Description of drawings
Fig. 1 is under-actuated bipod robot and equivalent inverted pendulum illustraton of model;
Fig. 2 is MACCEPA actuator scheme drawing;
Fig. 3 is RBF neural network scheme drawing;
Fig. 4 is that the biped robot controls block diagram;
Fig. 5 is control flow chart.
The specific embodiment
As shown in Figure 1, the biped robot comprises trunk 1, first thigh 2, second thigh 3, first shank 4, second shank 5, wherein, trunk 1 links to each other with first thigh 2 by first motor 6, link to each other with second thigh 3 by second motor 7, first thigh 2 links to each other with first shank 4 by the 3rd motor 8, and second thigh 3 links to each other with second shank 5 by the 4th motor 9.Trunk 1 is θ with the vertical direction angle 1, first thigh 2 is θ with the vertical direction angle 2, second thigh 3 is θ with the vertical direction angle 3, first shank 4 is θ with the vertical direction angle 4, second shank 5 is θ with the vertical direction angle 5Length and the quality of under-actuated bipod robot trunk 1, first thigh 2, second thigh 3, first shank 4 and second shank 5 are respectively l iAnd m i, i=1,2 ..., 5.In order to simplify calculating, need be the inverted pendulum model with robot model's equivalence in the method.Equivalence inverted pendulum 10 with the vertical direction angle is
Figure BDA00003021398700033
First motor 6, second motor 7, the 3rd motor 8 and the 4th motor 9 all adopt MACCEPA(Mechanically Adjustable Compliance and Controllable Equilibrium Position Actuator) the soft drive motor.As shown in Figure 2, comprise for first bar 11, second bar 12 and the auxiliary rod 13 that connect that captive joint with trunk 1 as first bar 11 of first motor 6, second bar 12 is captiveed joint with first thigh 2, the annexation of all the other motors by that analogy.

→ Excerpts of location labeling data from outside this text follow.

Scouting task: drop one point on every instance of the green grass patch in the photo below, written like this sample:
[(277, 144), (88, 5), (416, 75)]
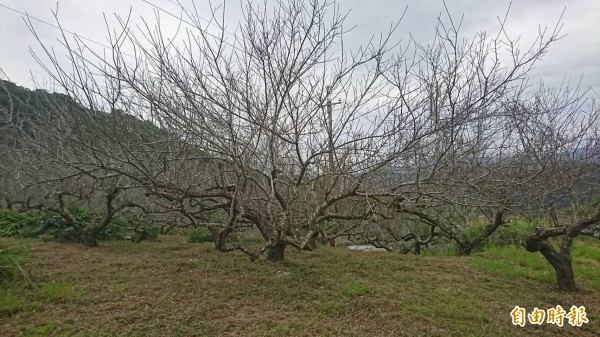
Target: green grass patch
[(354, 288), (172, 288), (58, 291)]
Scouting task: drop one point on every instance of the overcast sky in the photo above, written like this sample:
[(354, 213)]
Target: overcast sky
[(576, 55)]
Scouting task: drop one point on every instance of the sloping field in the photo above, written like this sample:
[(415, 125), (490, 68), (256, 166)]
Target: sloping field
[(172, 288)]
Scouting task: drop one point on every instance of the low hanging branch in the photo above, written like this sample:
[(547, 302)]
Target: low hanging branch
[(560, 259)]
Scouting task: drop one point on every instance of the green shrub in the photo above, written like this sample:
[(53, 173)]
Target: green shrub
[(199, 235), (13, 222), (12, 262)]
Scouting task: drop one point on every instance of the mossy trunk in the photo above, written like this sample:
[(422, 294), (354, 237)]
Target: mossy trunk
[(275, 252)]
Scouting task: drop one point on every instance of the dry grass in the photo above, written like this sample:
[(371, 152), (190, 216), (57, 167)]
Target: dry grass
[(172, 288)]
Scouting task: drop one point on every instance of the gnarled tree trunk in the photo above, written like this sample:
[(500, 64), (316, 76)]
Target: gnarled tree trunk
[(275, 251), (559, 260)]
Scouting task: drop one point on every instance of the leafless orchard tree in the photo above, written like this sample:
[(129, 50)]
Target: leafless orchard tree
[(278, 125)]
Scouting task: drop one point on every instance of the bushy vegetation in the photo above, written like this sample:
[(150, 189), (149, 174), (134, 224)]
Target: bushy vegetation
[(15, 223), (12, 261)]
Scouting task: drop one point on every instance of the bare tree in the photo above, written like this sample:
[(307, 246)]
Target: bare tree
[(279, 125)]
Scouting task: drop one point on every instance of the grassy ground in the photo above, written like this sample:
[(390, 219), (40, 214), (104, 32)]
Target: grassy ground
[(172, 288)]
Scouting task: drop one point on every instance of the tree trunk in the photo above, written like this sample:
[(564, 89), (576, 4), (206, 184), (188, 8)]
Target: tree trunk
[(560, 261), (275, 252), (88, 238), (565, 278)]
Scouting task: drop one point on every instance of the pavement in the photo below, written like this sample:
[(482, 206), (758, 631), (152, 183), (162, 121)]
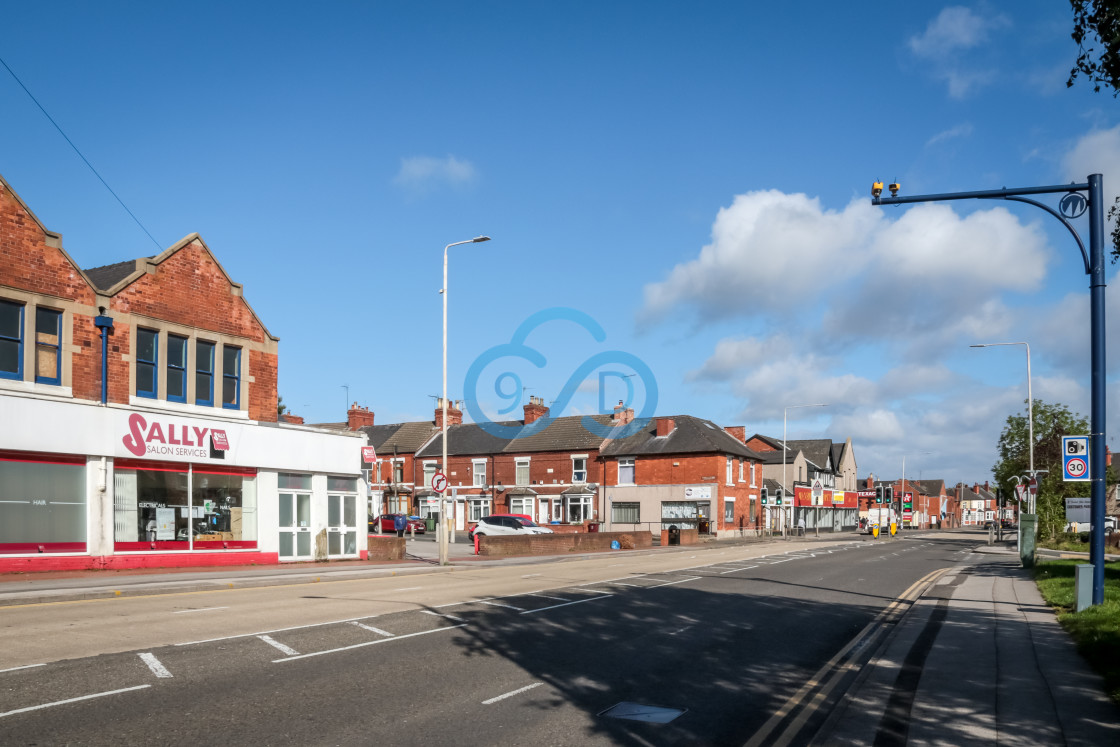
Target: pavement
[(979, 659)]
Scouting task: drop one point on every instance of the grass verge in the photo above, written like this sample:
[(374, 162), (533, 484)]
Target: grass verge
[(1097, 629)]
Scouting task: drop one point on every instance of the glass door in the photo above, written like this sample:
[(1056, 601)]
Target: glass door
[(342, 525), (295, 526)]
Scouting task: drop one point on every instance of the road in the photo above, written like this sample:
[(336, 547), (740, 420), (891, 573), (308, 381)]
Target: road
[(749, 644)]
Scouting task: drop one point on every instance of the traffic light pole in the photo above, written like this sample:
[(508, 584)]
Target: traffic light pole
[(1073, 205)]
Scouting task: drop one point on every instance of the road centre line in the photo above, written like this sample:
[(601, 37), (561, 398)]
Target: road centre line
[(278, 645), (72, 700), (25, 666), (204, 609), (373, 629), (512, 692), (579, 601), (155, 665), (367, 643)]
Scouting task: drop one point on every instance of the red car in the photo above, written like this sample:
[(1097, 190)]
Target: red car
[(385, 523)]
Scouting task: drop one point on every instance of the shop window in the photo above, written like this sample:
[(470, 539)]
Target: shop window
[(147, 362), (625, 513), (188, 507), (11, 339), (231, 377), (43, 506), (626, 472), (204, 373), (578, 469), (48, 328), (176, 369)]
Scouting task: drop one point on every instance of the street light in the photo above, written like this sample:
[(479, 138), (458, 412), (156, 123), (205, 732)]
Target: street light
[(792, 494), (442, 503), (1030, 413)]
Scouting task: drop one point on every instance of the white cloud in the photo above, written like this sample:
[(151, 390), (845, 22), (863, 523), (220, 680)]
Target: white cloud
[(426, 171), (953, 29), (959, 131)]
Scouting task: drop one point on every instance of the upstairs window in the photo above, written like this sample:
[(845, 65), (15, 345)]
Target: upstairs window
[(147, 362), (176, 369), (204, 373), (48, 346), (11, 341), (231, 377)]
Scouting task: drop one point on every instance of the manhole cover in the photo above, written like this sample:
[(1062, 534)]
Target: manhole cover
[(640, 712)]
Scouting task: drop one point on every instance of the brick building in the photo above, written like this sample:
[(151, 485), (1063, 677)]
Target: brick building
[(139, 402)]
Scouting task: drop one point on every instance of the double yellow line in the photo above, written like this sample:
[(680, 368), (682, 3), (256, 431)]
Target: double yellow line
[(827, 678)]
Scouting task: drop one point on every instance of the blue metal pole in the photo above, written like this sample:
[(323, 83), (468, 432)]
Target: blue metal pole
[(1097, 423)]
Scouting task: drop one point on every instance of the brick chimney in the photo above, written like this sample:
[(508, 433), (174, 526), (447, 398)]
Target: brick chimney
[(665, 426), (535, 410), (358, 418), (454, 413), (622, 414)]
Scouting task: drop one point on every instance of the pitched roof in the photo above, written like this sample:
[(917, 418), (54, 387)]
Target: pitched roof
[(689, 436)]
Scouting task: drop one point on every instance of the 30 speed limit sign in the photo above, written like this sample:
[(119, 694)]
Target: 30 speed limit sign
[(1075, 458)]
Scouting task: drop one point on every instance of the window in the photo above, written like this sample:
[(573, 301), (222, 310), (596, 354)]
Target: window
[(579, 469), (176, 369), (625, 513), (626, 470), (147, 362), (11, 341), (48, 327), (204, 373), (231, 377)]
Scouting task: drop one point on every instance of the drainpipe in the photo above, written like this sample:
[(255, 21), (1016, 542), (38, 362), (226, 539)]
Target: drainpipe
[(105, 324)]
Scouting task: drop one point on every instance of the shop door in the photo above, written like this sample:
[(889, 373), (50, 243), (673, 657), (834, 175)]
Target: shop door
[(342, 525), (295, 525)]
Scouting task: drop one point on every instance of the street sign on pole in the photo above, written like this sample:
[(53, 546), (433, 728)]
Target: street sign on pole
[(1075, 458)]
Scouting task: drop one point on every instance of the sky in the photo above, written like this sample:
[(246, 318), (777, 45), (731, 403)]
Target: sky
[(678, 198)]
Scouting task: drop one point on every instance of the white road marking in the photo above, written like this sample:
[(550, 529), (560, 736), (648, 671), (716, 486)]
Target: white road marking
[(73, 700), (512, 692), (530, 612), (367, 643), (450, 617), (155, 665), (373, 629), (26, 666), (277, 644), (496, 604), (204, 609)]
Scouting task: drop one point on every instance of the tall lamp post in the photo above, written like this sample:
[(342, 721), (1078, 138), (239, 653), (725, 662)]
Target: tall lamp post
[(792, 494), (1030, 414), (442, 504), (1076, 198)]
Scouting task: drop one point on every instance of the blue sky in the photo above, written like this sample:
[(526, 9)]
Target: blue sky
[(693, 177)]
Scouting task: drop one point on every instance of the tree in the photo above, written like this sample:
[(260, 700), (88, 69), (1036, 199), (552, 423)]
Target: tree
[(1052, 422)]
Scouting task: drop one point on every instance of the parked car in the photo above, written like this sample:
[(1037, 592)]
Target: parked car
[(384, 523), (504, 524)]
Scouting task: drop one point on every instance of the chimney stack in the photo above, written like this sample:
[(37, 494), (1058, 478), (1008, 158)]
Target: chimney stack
[(535, 410), (358, 418)]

The characteristic equation of MACCEPA flexible actuator is as follows:
τ = - k ( α - φ ) - b α · ,
In the formula, τ is joint moment, and α is biped robot joint relative angle,
Figure BDA00003021398700034
Be joint relative angle speed, k is elasticity modulus, and φ is the joint balance angle, and b is the damping constant of actuator and gets definite value that k and φ can regulate.Thereby each MACCEPA motor has two controlling quantity k and φ.The control signal input end of each motor links to each other with a control signal mouth of upper computer respectively; Upper computer is realized by industrial computer, as adopting the PC104 industrial computer.

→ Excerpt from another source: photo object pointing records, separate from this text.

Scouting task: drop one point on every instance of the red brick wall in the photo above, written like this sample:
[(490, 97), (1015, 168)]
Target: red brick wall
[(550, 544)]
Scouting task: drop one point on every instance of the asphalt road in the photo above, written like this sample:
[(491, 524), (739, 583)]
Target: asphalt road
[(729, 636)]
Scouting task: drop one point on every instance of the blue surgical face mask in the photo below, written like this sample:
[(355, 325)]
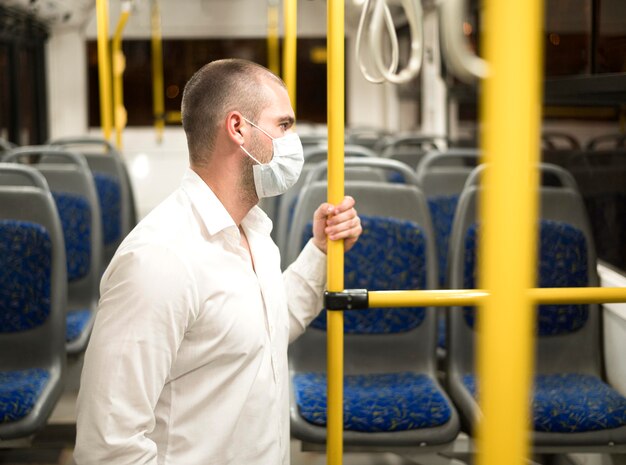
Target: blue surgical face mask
[(283, 170)]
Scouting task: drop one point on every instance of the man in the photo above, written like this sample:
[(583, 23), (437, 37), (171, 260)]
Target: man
[(187, 363)]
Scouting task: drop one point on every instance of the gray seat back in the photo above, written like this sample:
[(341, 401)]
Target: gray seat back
[(559, 204), (40, 345), (71, 181), (105, 162)]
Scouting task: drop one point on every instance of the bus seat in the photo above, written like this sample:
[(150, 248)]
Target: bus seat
[(285, 203), (74, 192), (115, 192), (607, 141), (572, 405), (558, 140), (389, 353), (32, 303), (442, 176)]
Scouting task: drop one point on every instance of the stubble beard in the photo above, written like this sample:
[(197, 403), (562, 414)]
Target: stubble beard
[(246, 183)]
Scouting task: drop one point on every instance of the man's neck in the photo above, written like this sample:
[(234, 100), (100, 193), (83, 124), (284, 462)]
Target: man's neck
[(234, 200)]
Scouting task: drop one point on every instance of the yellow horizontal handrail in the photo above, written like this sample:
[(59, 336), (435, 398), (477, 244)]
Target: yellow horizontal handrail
[(426, 298), (578, 295), (460, 297)]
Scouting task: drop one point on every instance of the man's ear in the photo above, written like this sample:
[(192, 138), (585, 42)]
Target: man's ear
[(236, 127)]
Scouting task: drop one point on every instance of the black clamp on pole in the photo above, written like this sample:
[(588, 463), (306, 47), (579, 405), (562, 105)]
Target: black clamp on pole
[(348, 299)]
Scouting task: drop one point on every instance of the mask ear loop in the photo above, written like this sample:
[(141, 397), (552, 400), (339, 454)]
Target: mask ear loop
[(249, 154), (258, 127)]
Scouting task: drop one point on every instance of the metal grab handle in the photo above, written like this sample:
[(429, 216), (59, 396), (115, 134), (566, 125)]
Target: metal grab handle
[(363, 23), (380, 14), (461, 61)]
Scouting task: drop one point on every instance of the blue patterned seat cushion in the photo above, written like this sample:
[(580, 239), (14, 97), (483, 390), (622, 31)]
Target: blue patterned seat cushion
[(25, 263), (376, 402), (75, 215), (110, 200), (76, 321), (562, 263), (442, 208), (389, 255), (571, 403), (19, 391)]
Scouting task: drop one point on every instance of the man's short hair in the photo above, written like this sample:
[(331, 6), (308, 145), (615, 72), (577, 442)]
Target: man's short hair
[(216, 89)]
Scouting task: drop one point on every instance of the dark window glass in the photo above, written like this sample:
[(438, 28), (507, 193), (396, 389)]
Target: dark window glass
[(5, 92), (181, 58), (611, 37), (27, 102), (567, 37)]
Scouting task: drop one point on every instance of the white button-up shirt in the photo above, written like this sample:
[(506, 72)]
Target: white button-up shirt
[(187, 362)]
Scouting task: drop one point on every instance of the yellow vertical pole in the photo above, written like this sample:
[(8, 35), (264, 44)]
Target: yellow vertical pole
[(158, 103), (273, 55), (336, 109), (290, 13), (119, 64), (104, 67), (511, 109)]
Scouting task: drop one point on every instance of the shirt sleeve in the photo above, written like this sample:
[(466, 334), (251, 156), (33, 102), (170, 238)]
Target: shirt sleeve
[(305, 280), (147, 303)]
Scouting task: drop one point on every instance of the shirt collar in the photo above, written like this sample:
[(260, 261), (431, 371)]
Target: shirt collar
[(213, 214)]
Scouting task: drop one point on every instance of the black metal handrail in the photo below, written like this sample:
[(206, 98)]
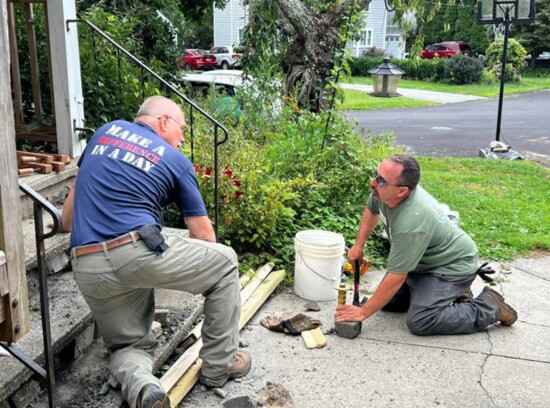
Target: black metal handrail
[(192, 107), (39, 204)]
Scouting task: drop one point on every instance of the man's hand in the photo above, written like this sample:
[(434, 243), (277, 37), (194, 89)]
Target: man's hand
[(349, 313), (356, 253)]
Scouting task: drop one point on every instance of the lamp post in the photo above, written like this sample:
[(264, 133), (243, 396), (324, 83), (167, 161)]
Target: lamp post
[(385, 78), (507, 12)]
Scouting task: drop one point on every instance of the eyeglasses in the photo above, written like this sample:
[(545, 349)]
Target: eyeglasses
[(383, 183), (183, 126)]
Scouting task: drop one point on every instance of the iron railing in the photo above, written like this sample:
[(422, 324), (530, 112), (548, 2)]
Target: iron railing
[(40, 203), (193, 107)]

Under-actuated bipod robot of the present invention is the control method of walking fast, comprises the steps:
Step 1: upper computer is gathered the robot initial condition according to the sensor that is installed on under-actuated bipod robot trunk and the four limbs, comprises the angle (θ of trunk 1, first thigh 2, second thigh 3, first shank 4, second shank 5 and vertical direction 1, θ 2, θ 3, θ 4, θ 5) and cireular frequency
Figure BDA00003021398700032
Step 2: the under-actuated bipod robot modeling, as shown in Figure 1.Comprise that setting up the under-actuated bipod robot motion controls model and equivalent inverted pendulum model thereof.The complete cycle walking process of robot comprises swing process and collision process.Swing process refers to that the robot supporting leg lands, and is axially preceding rotation with the end, and leading leg simultaneously swings to supporting leg the place ahead, contacts with ground until leading leg.Collision process refers to lead leg when swing process finishes terminal and the moment collision takes place on ground, and simultaneously, supporting leg is liftoff.After the collision, supporting leg is converted to leads leg, and leading leg converts supporting leg to.One step of robot ambulation refers to finish after collision next time through swing process by by beginning after the last time collision.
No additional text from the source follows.